TARNÓW: SZOK! 25-letnia matka porzuciła czwórkę dzieci
Do tarnowskiego Pogotowia Opiekuńczego 25 – letnia matka przyprowadziła czwórkę chłopców informując personel, iż nie może się nimi opiekować, że chce je tu zostawić: – Weźcie je sobie – powiedziała. – Nie chcę ich wychowywać, nie chcę się nimi zajmować, nie mogę ich utrzymywać…
Jednak Pogotowie Opiekuńcze to ośrodek, w którym przebywają dzieci i młodzież od dziesiątego do osiemnastego roku życia często sprawiający problemy wychowawcze, niektórzy mają też za sobą konflikty z prawem. To nie jest miejsce dla pozostawionych przez matkę chłopców.

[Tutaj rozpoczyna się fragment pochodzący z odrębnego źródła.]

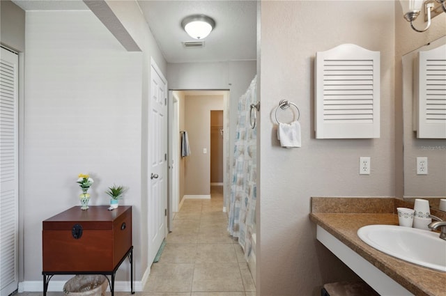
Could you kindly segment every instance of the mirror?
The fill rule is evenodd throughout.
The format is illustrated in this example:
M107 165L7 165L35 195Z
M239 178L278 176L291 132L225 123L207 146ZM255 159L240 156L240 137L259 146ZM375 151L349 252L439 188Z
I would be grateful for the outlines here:
M429 199L432 208L438 208L440 198L446 198L446 139L418 139L414 130L414 61L420 51L430 50L446 44L443 36L403 56L403 122L404 199ZM446 86L440 86L446 95ZM444 100L442 104L444 104ZM446 123L445 123L446 124ZM417 157L427 157L427 174L417 172Z

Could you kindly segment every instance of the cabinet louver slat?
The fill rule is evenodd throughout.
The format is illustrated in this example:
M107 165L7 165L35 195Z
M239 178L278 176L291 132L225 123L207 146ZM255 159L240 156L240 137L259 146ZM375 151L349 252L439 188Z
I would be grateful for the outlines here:
M0 59L0 293L18 286L17 55Z
M417 137L446 139L446 45L420 52L416 65Z
M342 45L316 53L317 139L379 137L379 52Z

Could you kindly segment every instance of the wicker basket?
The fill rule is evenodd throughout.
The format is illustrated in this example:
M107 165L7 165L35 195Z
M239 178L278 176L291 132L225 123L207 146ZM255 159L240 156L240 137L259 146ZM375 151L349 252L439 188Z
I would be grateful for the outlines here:
M77 274L63 285L70 296L105 296L108 281L103 275Z

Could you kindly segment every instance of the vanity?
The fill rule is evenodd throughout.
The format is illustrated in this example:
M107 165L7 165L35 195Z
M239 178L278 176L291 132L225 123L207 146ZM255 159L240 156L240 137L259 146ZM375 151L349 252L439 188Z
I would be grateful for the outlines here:
M446 295L446 272L387 255L357 236L366 225L398 225L396 208L410 206L392 198L313 197L309 218L317 225L317 240L380 295ZM446 219L443 212L431 212Z

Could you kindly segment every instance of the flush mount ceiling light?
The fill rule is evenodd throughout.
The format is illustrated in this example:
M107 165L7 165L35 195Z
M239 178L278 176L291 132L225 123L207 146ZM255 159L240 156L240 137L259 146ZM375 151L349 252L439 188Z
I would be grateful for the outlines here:
M215 27L215 22L207 15L194 15L185 17L181 26L192 38L203 39Z
M435 0L436 2L439 3L440 5L434 8L433 1L426 1L424 2L423 0L399 0L399 3L403 8L403 14L404 18L408 22L410 22L410 26L417 32L424 32L427 30L431 26L431 20L433 16L436 16L441 13L441 10L446 13L446 6L445 6L445 0ZM421 9L424 7L424 12L426 13L426 21L427 24L426 27L422 30L419 30L413 25L413 21L415 21ZM440 9L441 7L441 9ZM431 12L435 11L436 15L431 17Z

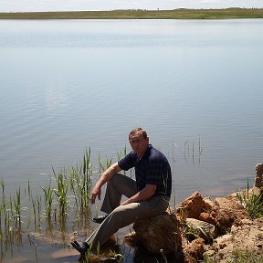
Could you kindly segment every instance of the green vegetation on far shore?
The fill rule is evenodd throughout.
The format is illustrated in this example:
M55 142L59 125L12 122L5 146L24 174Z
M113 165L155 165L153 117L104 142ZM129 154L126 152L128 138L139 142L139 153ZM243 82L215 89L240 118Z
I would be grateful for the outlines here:
M0 13L0 19L234 19L263 18L263 8Z

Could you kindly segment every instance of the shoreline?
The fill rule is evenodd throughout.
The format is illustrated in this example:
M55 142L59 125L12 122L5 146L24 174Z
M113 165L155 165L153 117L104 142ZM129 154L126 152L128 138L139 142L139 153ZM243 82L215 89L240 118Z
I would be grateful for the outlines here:
M263 18L263 8L112 10L0 13L0 19L244 19Z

Miasto chciałoby znaleźć im dom, ideałem byłaby rodzina zastępcza, ale w tych już działających w Tarnowie nie ma więcej miejsc, a nowe nie powstają.
– Apeluję o stworzenie zastępczej rodziny dla tych dzieci, o stworzenie im domu, normalnego dzieciństwa, o danie im choćby namiastki rodzicielskiej miłości. Takie dzieci, porzucone przez swoich naturalnych rodziców, często trafiają po opiekę miasta. Chcemy im znaleźć domy, ale rodzin zastępczych nie przybywa. Może ktoś z was taką rodzinę stworzy? – mówi prezydent Roman Ciepiela.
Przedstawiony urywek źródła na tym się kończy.